In an email to The Michigan Daily, Daniel Henne, director of communications for Student Life, said “Mr. Gibson did not threaten to fire the RA staff.”
“When asked by the RAs in the meeting to provide a non-retaliation guarantee for anyone currently on strike, he responded that he could not provide an indefinite guarantee,” Henne wrote. “He reiterated that it was his desire to work with all RAs to get individuals back to work for the safety and care of all residents. He clarified that if a constructive resolution could not be found, leadership may have a decision to make about how to move forward.”
Despite the scare, Angers and Lipari said ResStaff pushed on because they knew the University could not fire the entire ResStaff. They said a change happened two days later when Housing set up another meeting with the council.

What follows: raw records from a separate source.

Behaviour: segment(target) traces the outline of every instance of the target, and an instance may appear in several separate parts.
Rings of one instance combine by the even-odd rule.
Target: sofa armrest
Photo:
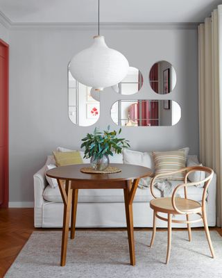
[[[33,176],[35,207],[42,207],[43,204],[42,194],[48,184],[45,177],[45,169],[44,165]]]
[[[216,174],[214,173],[207,188],[207,220],[209,226],[216,226]]]

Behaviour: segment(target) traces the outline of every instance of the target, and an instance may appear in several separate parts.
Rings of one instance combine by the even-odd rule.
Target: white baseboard
[[[34,202],[10,202],[9,208],[33,208]]]

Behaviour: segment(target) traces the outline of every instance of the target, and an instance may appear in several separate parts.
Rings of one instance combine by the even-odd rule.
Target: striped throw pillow
[[[164,174],[167,172],[177,171],[185,167],[186,158],[184,150],[173,152],[153,152],[155,174]],[[162,177],[166,180],[183,180],[185,172]]]
[[[79,152],[53,152],[56,166],[65,166],[71,164],[82,164],[83,159]]]

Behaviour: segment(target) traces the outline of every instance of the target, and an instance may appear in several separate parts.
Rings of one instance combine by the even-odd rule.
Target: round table
[[[135,264],[132,205],[139,179],[151,177],[152,171],[146,167],[130,164],[112,163],[110,165],[121,169],[121,172],[112,174],[87,174],[80,172],[80,169],[89,167],[90,165],[78,164],[60,166],[49,170],[46,173],[48,177],[57,179],[64,203],[61,266],[65,265],[66,262],[71,211],[70,237],[72,239],[75,237],[78,189],[123,189],[130,264]],[[62,181],[65,181],[64,183]]]

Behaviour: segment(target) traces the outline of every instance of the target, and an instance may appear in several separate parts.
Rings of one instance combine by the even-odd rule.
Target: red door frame
[[[6,78],[4,82],[6,83],[5,90],[5,119],[6,119],[6,132],[4,134],[5,141],[5,152],[4,152],[4,195],[3,202],[0,205],[0,208],[8,208],[8,69],[9,69],[9,45],[0,39],[0,44],[5,47],[5,59],[6,59]]]

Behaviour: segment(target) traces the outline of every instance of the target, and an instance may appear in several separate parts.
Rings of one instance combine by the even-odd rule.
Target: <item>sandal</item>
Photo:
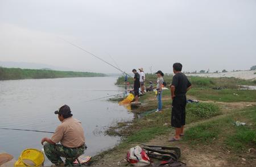
[[[169,140],[168,140],[168,141],[170,141],[170,142],[174,142],[174,141],[180,141],[180,139],[175,139],[175,137],[174,137],[172,139],[169,139]]]

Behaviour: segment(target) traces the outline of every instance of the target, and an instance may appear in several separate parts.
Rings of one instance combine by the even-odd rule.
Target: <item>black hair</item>
[[[63,115],[63,114],[59,114],[59,115],[62,115],[63,116],[63,118],[64,118],[64,119],[66,119],[66,118],[69,118],[69,117],[71,117],[71,116],[73,116],[73,114],[69,114],[69,115]]]
[[[167,84],[166,84],[166,82],[164,81],[163,82],[163,85],[166,86],[166,85],[167,85]]]
[[[161,70],[158,70],[155,73],[156,74],[160,74],[162,77],[164,76],[164,73]]]
[[[172,66],[177,72],[181,72],[182,70],[182,64],[179,62],[175,62]]]

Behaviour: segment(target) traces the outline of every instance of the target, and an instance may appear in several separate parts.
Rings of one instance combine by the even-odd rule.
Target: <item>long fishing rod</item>
[[[63,39],[63,38],[61,38],[61,37],[60,37],[60,38],[62,40],[63,40],[64,41],[65,41],[68,43],[69,44],[72,45],[73,46],[75,47],[76,48],[79,48],[79,49],[81,49],[81,50],[82,50],[82,51],[83,51],[86,52],[87,53],[90,54],[90,55],[93,56],[93,57],[96,57],[97,59],[98,59],[101,60],[102,61],[103,61],[103,62],[104,62],[108,64],[108,65],[110,65],[111,66],[112,66],[112,67],[114,68],[115,69],[117,69],[118,70],[121,72],[122,73],[124,73],[124,74],[126,74],[126,75],[127,75],[127,76],[130,76],[130,77],[131,77],[133,78],[133,77],[132,77],[131,76],[130,76],[130,74],[126,73],[126,72],[125,72],[124,71],[123,71],[122,70],[121,70],[120,68],[118,68],[118,67],[117,67],[117,66],[113,65],[113,64],[112,64],[108,62],[108,61],[106,61],[106,60],[105,60],[101,59],[101,57],[98,57],[98,56],[95,55],[94,54],[93,54],[93,53],[91,53],[91,52],[89,52],[89,51],[85,50],[85,49],[82,48],[82,47],[79,47],[79,46],[78,46],[78,45],[76,45],[76,44],[73,44],[73,43],[71,43],[71,42],[70,42],[70,41],[67,40],[65,40],[65,39]]]
[[[114,95],[108,95],[108,96],[102,97],[100,97],[100,98],[98,98],[89,100],[89,101],[85,101],[84,102],[85,103],[88,103],[88,102],[92,102],[92,101],[97,101],[97,100],[100,100],[100,99],[105,99],[105,98],[106,98],[112,97],[114,97],[114,96],[117,96],[117,95],[121,95],[121,94],[123,94],[123,93],[118,93],[118,94],[114,94]]]
[[[31,130],[23,130],[23,129],[16,129],[16,128],[0,128],[0,130],[15,130],[15,131],[31,131],[31,132],[36,132],[54,133],[54,132],[48,132],[48,131],[42,131]]]

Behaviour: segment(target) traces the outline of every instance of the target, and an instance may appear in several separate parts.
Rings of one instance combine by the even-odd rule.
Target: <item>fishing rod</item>
[[[129,91],[130,90],[83,90],[83,91]]]
[[[16,128],[0,128],[0,130],[15,130],[15,131],[31,131],[31,132],[43,132],[43,133],[54,133],[54,132],[48,132],[48,131],[42,131],[31,130],[23,130],[23,129],[16,129]]]
[[[73,43],[71,43],[71,42],[70,42],[70,41],[67,40],[65,40],[65,39],[63,39],[63,38],[61,38],[61,37],[59,37],[59,38],[63,40],[66,41],[67,43],[69,43],[69,44],[72,45],[73,46],[75,47],[76,48],[79,48],[79,49],[82,50],[82,51],[83,51],[86,52],[87,53],[88,53],[88,54],[89,54],[89,55],[93,56],[93,57],[96,57],[97,59],[98,59],[101,60],[102,61],[103,61],[103,62],[104,62],[108,64],[110,66],[111,66],[114,68],[115,69],[117,69],[118,70],[121,72],[122,73],[125,74],[126,74],[126,75],[127,75],[127,76],[130,76],[130,77],[131,77],[133,78],[133,77],[132,77],[131,76],[130,76],[130,74],[126,73],[125,72],[123,71],[123,70],[121,70],[120,68],[118,68],[118,67],[114,66],[114,65],[113,65],[113,64],[112,64],[108,62],[108,61],[106,61],[106,60],[105,60],[101,59],[101,57],[98,57],[98,56],[97,56],[97,55],[94,55],[94,54],[93,54],[93,53],[91,53],[91,52],[89,52],[89,51],[85,50],[85,49],[82,48],[82,47],[79,47],[79,46],[78,46],[78,45],[76,45],[76,44],[73,44]]]
[[[96,98],[96,99],[91,99],[91,100],[89,100],[89,101],[85,101],[85,103],[88,103],[88,102],[90,102],[94,101],[97,101],[97,100],[100,100],[100,99],[105,99],[105,98],[106,98],[112,97],[114,97],[114,96],[117,96],[117,95],[121,95],[121,94],[123,94],[123,93],[118,93],[118,94],[114,94],[114,95],[108,95],[108,96],[102,97],[100,97],[100,98]]]

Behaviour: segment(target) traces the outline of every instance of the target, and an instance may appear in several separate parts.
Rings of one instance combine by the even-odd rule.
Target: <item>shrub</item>
[[[190,80],[193,86],[206,87],[214,85],[214,82],[211,78],[191,77]]]
[[[220,110],[214,104],[208,103],[189,103],[187,105],[187,112],[201,118],[209,118],[217,115]]]

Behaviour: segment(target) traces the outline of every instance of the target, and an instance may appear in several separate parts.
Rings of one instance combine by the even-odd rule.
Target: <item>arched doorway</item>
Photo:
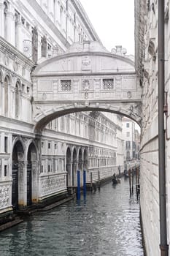
[[[37,177],[37,154],[35,145],[31,143],[28,147],[27,154],[27,174],[26,174],[26,184],[27,184],[27,206],[32,204],[32,201],[36,200],[36,188],[37,186],[36,177]],[[35,186],[34,186],[34,182]]]
[[[72,186],[77,186],[77,151],[74,148],[73,151],[73,162],[72,162]]]
[[[12,205],[14,209],[18,208],[18,202],[23,192],[23,158],[24,151],[23,145],[18,140],[12,151]]]
[[[72,186],[72,176],[71,176],[71,150],[69,148],[66,150],[66,187]]]

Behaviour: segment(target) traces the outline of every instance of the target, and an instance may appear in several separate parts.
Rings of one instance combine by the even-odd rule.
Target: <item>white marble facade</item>
[[[160,255],[158,109],[158,1],[136,1],[136,68],[142,86],[141,140],[141,216],[147,255]],[[170,143],[169,143],[169,6],[165,1],[165,99],[166,222],[170,241]],[[140,18],[139,18],[140,17]],[[169,255],[170,253],[169,252]]]
[[[123,170],[116,115],[73,113],[34,132],[32,70],[85,39],[100,42],[77,0],[0,0],[0,214],[65,193],[77,169],[88,182]]]

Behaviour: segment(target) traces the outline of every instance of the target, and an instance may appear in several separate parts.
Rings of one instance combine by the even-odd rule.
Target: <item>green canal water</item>
[[[0,238],[1,256],[144,255],[139,202],[123,178],[85,200],[39,212]]]

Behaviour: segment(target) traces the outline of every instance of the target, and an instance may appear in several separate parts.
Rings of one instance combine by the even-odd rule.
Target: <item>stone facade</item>
[[[33,102],[39,96],[45,100],[50,88],[45,84],[44,94],[35,94],[31,77],[35,67],[63,54],[75,41],[100,39],[78,1],[31,3],[0,0],[0,214],[66,194],[67,187],[77,186],[77,169],[82,184],[83,170],[90,182],[123,168],[117,115],[72,113],[49,119],[41,133],[35,132]],[[82,65],[87,71],[90,63],[85,58]],[[88,91],[88,83],[82,85]],[[104,86],[112,89],[112,81]],[[71,90],[65,78],[61,90]]]
[[[165,1],[166,178],[168,244],[169,225],[169,1]],[[142,87],[141,216],[147,255],[160,255],[158,12],[158,1],[135,1],[136,68]],[[139,18],[140,17],[140,18]],[[170,253],[169,252],[170,255]]]

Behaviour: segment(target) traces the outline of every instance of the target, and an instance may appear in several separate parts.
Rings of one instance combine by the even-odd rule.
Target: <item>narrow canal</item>
[[[143,256],[139,202],[111,183],[0,233],[1,256]]]

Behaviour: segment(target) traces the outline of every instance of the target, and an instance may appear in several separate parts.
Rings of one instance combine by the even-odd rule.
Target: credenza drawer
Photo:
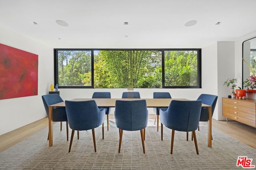
[[[228,113],[223,112],[222,113],[222,115],[223,116],[231,119],[232,119],[235,120],[236,121],[239,121],[239,122],[249,125],[249,126],[252,126],[254,127],[256,127],[256,121],[254,121],[240,116],[235,116],[235,115],[234,116],[233,114],[229,113]]]
[[[222,101],[223,104],[227,104],[228,105],[240,106],[243,107],[251,108],[254,109],[256,107],[256,104],[255,102],[250,102],[249,100],[224,98]]]
[[[226,107],[223,108],[222,111],[223,114],[225,113],[232,115],[234,117],[242,117],[252,121],[255,121],[255,115],[248,113]]]
[[[222,115],[256,127],[256,100],[223,98]]]
[[[234,105],[233,104],[228,104],[226,103],[223,103],[223,108],[228,108],[232,109],[237,111],[242,111],[243,112],[248,113],[254,115],[254,117],[256,115],[256,110],[255,108],[252,109],[250,107],[246,107],[241,106]]]

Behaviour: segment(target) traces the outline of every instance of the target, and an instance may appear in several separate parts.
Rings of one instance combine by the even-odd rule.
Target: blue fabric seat
[[[212,117],[214,111],[218,96],[209,94],[201,94],[197,98],[197,100],[202,100],[202,103],[212,106]],[[200,120],[199,121],[208,121],[208,109],[206,107],[202,107],[200,115]],[[198,125],[198,130],[200,129],[199,125]],[[193,136],[192,136],[192,140],[193,140]],[[188,133],[187,134],[187,141],[188,140]]]
[[[154,92],[153,93],[153,98],[172,98],[172,96],[169,92]],[[154,124],[156,124],[156,119],[157,120],[157,130],[158,131],[158,128],[159,125],[159,110],[162,109],[163,110],[166,110],[168,107],[154,107],[153,110],[155,113],[156,113],[156,117],[155,117],[155,122]],[[157,119],[156,119],[157,118]]]
[[[92,138],[96,152],[94,128],[102,126],[102,139],[104,139],[105,109],[100,110],[94,100],[65,101],[67,117],[70,127],[72,129],[68,152],[70,152],[74,131],[92,129]]]
[[[192,131],[196,153],[198,150],[196,136],[196,130],[199,123],[202,108],[202,100],[172,100],[166,111],[160,109],[159,118],[161,121],[161,138],[163,140],[163,125],[172,131],[171,154],[172,154],[175,131]]]
[[[123,92],[122,98],[124,99],[140,99],[140,95],[138,92]]]
[[[92,95],[92,98],[110,98],[111,94],[110,92],[94,92]],[[107,124],[108,131],[108,126],[109,124],[108,121],[108,115],[110,113],[111,108],[110,107],[99,107],[100,110],[105,109],[106,110],[106,114],[107,115]]]
[[[49,118],[48,107],[56,103],[63,102],[63,100],[58,94],[51,94],[43,95],[42,96],[44,103],[44,106],[45,109],[45,111],[47,115],[47,117]],[[68,119],[66,113],[65,107],[54,107],[52,109],[52,121],[60,122],[60,130],[62,130],[62,122],[66,122],[66,127],[67,129],[67,141],[68,141]],[[49,133],[48,134],[48,139],[49,139]]]
[[[119,129],[120,153],[123,131],[140,131],[143,152],[145,153],[145,133],[148,112],[146,100],[116,100],[114,112],[116,124]]]

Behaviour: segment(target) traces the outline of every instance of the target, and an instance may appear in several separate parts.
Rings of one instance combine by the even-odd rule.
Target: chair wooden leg
[[[62,126],[62,122],[61,122],[61,125],[62,125],[61,126]],[[68,122],[67,121],[66,122],[66,128],[67,129],[67,141],[68,141]]]
[[[79,131],[77,131],[77,139],[79,139]]]
[[[161,123],[161,140],[163,140],[163,130],[164,128],[163,128],[163,124]]]
[[[94,129],[92,129],[92,139],[93,139],[93,145],[94,146],[94,151],[96,152],[96,141],[95,141],[95,133],[94,132]]]
[[[72,146],[72,142],[73,142],[73,138],[74,137],[74,134],[75,133],[75,130],[72,129],[72,133],[71,133],[71,139],[70,139],[70,143],[69,144],[69,150],[68,152],[70,152],[71,150],[71,146]]]
[[[173,149],[173,142],[174,141],[174,130],[172,130],[172,141],[171,142],[171,154],[172,154],[172,149]]]
[[[109,124],[109,122],[108,121],[108,115],[107,115],[107,125],[108,125],[108,125]]]
[[[140,130],[140,136],[141,136],[141,141],[142,142],[142,148],[143,148],[143,153],[145,153],[145,145],[144,145],[144,135],[143,134],[143,129]]]
[[[157,117],[157,120],[156,121],[157,121],[157,122],[156,123],[156,124],[157,124],[157,131],[158,131],[158,126],[159,125],[159,121],[158,121],[159,119],[159,115],[156,115],[156,117]]]
[[[192,132],[193,134],[193,137],[194,137],[194,141],[195,143],[195,146],[196,146],[196,154],[199,154],[198,152],[198,148],[197,147],[197,142],[196,141],[196,131],[193,131]]]
[[[104,139],[104,122],[102,123],[102,139]]]
[[[156,125],[156,116],[155,117],[155,121],[154,123],[154,124]]]
[[[120,133],[119,133],[119,147],[118,148],[118,153],[120,153],[121,149],[121,144],[122,143],[122,137],[123,136],[123,129],[119,129]]]

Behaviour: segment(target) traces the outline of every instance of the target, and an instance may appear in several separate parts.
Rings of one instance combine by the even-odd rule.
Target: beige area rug
[[[139,131],[124,131],[118,153],[118,130],[113,127],[113,121],[110,124],[108,131],[105,128],[104,139],[101,127],[95,129],[97,152],[94,151],[92,131],[89,130],[80,131],[79,140],[76,133],[68,153],[69,141],[66,140],[65,127],[61,131],[59,123],[56,123],[52,147],[48,146],[46,128],[0,153],[0,169],[241,170],[242,167],[236,166],[239,156],[252,159],[252,164],[256,165],[256,150],[214,128],[212,147],[208,147],[204,123],[200,123],[200,131],[196,132],[199,155],[191,141],[191,133],[190,140],[186,141],[186,133],[178,131],[175,132],[171,154],[171,130],[164,127],[164,140],[161,141],[160,132],[157,132],[154,120],[149,121],[146,129],[145,154]]]

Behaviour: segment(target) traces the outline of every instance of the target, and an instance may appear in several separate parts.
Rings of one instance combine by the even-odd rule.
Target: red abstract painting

“Housing started taking real action and stopped all of this nonsense that they have been stringing us along for months (such as) telling us they were listening to us but not taking action,” Lipari said.
As the negotiations went on, Angers said ResStaff began to feel more comfortable after seeing Housing take more significant steps. Angers said two associate vice presidents from Student Life attended negotiations Sunday, and Lipari recalled Gibson taking a break from their meeting to make a call to see what course of action could be taken.
To ensure conversation continues after the strike ends, a Residential Experience Council of ResStaff members will be officially created, according to the offer letter. The council will be reviewed at the end of each academic year by both ResStaff members and Housing to determine if the council will continue or dissolve.
ResStaff have talked about creating a union in the future. According to the offer letter, the new council does not constitute a union.
“Finally, in regards to the request that this Council be incorporated into a union in the event that ResStaff choose to form one, we cannot commit to make an agreement,” the offer reads. “We would need to honor the appropriate process under Michigan law or Regents’ resolution for establishing a collective bargaining unit.”
Angers reflected on the process ResStaff has been through to advocate for themselves. She expressed pride that their strike was able to bring about change.
“No one could have imagined ResStaff having a real voice in our employment,” Angers said. “We’re hoping that some of the things that we won in the strike will continue to improve conditions for ResStaff, even outside of the pandemic.”